Thursday, December 1, 2011

I'm Trying Not To Buy Books But I Failed Tonight!

I just bought a copy of Heidegger's Poetry, Language, Thought. Should be incredibly relevant to my interests, duh.

Should put me in contact with yet another monster of twentieth-century philosophy, duh.

Not sure when I'll get to it, obvi.

But I imagine that it has a lot to offer me and I'm excited to have the option of looking at it whenever I want.

Not blogging much these days because I'm busy, son.

I have, however, written the first page or two of the final part of AZI.

I will begin by examining Collingwood's final books, trying to see if there is a consistent relationship between politics and aesthetics in his late work.

I will argue that Collingwood's thinking can only lead to an attempt to theorize individual decision making, and inevitably, a theory of the education of the individual capacity for decision making.

In other words, I believe that Collingwood's project must be brought to bear on the Clausewtizian project of revolutionizing the relationship between history and philosophy, history and theory.

Collingwood's work must culminate in a project of figuring out how to properly educate the political elites and the citizenry alike.

This means building a theory of decision making out of the fragments of aesthetic, political, historical, philosophical, and cultural analyses found in Collingwood's late work.

This man died before he was able to articulate such a thing.

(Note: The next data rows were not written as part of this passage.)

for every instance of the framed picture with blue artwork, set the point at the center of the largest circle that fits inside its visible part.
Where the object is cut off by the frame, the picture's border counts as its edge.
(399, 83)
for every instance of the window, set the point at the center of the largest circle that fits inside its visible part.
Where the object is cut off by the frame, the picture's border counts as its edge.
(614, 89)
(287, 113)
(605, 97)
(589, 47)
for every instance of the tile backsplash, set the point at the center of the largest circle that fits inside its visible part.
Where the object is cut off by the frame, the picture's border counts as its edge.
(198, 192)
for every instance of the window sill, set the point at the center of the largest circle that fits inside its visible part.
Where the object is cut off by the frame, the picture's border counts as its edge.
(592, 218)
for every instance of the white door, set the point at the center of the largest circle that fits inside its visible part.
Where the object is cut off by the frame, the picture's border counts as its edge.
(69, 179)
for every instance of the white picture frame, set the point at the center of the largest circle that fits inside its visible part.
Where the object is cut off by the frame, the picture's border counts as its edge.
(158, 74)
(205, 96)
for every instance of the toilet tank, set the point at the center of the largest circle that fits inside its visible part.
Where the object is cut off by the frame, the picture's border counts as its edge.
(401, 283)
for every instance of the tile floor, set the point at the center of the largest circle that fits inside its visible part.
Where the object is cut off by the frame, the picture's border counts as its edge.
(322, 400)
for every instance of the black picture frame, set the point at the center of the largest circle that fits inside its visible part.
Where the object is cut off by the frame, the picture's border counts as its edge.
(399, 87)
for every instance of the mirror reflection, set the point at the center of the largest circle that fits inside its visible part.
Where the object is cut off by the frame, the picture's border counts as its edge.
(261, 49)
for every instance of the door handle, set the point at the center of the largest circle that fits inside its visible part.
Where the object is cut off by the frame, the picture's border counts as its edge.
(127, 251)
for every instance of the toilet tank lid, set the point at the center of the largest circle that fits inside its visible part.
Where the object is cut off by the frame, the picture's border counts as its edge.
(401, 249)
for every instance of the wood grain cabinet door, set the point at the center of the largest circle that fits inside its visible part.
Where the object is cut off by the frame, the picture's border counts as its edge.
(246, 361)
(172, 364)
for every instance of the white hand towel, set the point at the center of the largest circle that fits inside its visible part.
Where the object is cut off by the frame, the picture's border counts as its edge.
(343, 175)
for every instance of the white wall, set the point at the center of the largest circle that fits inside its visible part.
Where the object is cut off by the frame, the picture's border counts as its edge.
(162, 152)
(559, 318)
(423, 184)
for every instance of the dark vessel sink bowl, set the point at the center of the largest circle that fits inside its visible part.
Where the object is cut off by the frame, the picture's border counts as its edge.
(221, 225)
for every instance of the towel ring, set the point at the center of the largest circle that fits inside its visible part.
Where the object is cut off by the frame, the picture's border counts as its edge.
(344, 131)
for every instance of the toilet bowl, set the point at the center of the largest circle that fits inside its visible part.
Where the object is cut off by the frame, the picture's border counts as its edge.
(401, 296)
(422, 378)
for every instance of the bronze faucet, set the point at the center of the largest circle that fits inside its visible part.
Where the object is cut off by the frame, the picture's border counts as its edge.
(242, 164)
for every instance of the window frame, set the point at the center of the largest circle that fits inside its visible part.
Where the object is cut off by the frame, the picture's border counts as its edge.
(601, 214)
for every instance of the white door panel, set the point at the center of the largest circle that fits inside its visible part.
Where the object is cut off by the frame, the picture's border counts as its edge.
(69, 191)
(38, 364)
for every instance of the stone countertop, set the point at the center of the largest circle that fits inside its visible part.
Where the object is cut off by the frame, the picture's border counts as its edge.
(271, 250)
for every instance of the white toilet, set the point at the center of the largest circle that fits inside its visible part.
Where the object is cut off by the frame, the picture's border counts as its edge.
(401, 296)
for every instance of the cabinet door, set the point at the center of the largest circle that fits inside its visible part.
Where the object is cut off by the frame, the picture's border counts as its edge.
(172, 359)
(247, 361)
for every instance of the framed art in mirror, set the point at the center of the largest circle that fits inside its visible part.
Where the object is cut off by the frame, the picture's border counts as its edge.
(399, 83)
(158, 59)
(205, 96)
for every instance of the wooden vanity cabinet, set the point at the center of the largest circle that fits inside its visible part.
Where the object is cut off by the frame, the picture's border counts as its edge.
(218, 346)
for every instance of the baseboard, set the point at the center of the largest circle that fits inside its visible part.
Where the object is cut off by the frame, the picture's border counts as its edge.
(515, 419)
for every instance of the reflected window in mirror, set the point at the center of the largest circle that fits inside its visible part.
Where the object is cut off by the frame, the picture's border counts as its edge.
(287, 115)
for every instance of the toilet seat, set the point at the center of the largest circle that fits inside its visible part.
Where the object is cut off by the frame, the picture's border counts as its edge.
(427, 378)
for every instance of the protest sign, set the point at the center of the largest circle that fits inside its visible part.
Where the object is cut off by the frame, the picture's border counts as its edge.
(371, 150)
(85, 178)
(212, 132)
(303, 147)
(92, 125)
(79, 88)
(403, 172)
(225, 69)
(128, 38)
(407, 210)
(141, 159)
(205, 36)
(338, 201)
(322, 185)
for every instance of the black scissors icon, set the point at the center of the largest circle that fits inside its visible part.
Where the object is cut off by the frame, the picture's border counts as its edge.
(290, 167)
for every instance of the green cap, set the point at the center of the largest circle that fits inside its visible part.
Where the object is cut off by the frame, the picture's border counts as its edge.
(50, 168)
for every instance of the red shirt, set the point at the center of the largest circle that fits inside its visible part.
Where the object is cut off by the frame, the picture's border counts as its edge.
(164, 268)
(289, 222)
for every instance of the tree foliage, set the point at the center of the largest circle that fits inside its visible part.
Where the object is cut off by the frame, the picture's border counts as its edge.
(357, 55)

I want to take it on myself to carry his work to its logical end, to the theory of political education. For, as Collingwood insists, "The life of politics is the life of political education" (The New Leviathan, 260).

How does one carry out the political education of both the ruling elite and the citizenry, therefore, is the question that must be raised in response to Collingwood's final books. And it is the question I intend to answer with a little help from my friends, Clausewitz, Foucault, and Collingwood himself.

For I aim to be a Clausewitzian, a Foucaultian, and perhaps above all, a Collingwoodian.